The error was confined to a subset of cities in the state and Spanish-language ballots on touchscreen machines. It wasn’t the whole state. It wasn’t paper ballots. I wasn’t English-language ballots.
It was determined that the third-party elections software vendor was at fault. Their only job is elections, so you would think this is something they had mastered.
Anyone who researched the candidates and knew who they were voting for would have been minimally impacted. If their candidate wasn’t listed, they would have reported it, which is probably how it came to the attention of a poll worker or election officer. For people who hadn’t done their due diligence, it’s possible they voted differently than they would have otherwise. We’ll likely never know.
What We Learned
This was a very specific problem — certain cities, Spanish language, and touchscreen machines got 2018 candidates on a 2022 ballot. I’m guessing that this probably tells us the election was run by Excel spreadsheets. We’ve all been there. You need to create a new file, so you pull up the old file, update the information, and save it under a new name. Or do you? My preference is to immediately create a copy with a new name and then start working with the new copy. It seems to reduce the risk a bit.
What probably happened is that the workers in each region had to create the new ballots, which included paper and touchscreen machines. It seems like they probably had four separate files: English paper, Spanish paper, English touchscreen, and Spanish touchscreen. Workers in some regions forgot to update the Spanish touchscreen files.

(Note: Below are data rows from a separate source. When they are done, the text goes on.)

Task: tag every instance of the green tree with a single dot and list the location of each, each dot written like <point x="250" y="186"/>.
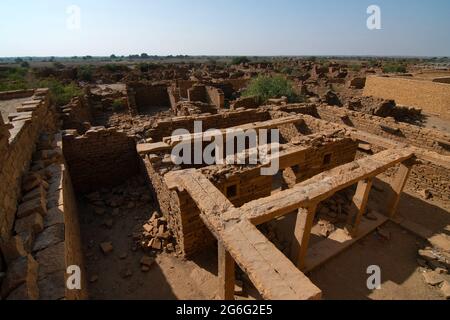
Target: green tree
<point x="240" y="60"/>
<point x="266" y="87"/>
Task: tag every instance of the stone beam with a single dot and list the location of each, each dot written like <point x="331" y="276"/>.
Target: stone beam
<point x="321" y="186"/>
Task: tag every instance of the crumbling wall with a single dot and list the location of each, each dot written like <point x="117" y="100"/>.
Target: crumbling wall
<point x="75" y="114"/>
<point x="46" y="236"/>
<point x="215" y="96"/>
<point x="425" y="176"/>
<point x="100" y="158"/>
<point x="17" y="143"/>
<point x="147" y="95"/>
<point x="430" y="96"/>
<point x="180" y="211"/>
<point x="16" y="94"/>
<point x="388" y="128"/>
<point x="165" y="127"/>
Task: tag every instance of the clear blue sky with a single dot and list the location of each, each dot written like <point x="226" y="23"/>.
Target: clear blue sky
<point x="224" y="27"/>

This is not complicated. It’s basically data entry work done by a company whose only job is elections. Perhaps they hired some new people or used interns. They certainly didn’t do any testing. Testing would have been simple validation that the names were entered correctly and in all files. Sometimes, it’s the easy tasks that get overlooked thinking they couldn’t possibly go wrong. But, it’s also easy to make sure they didn’t.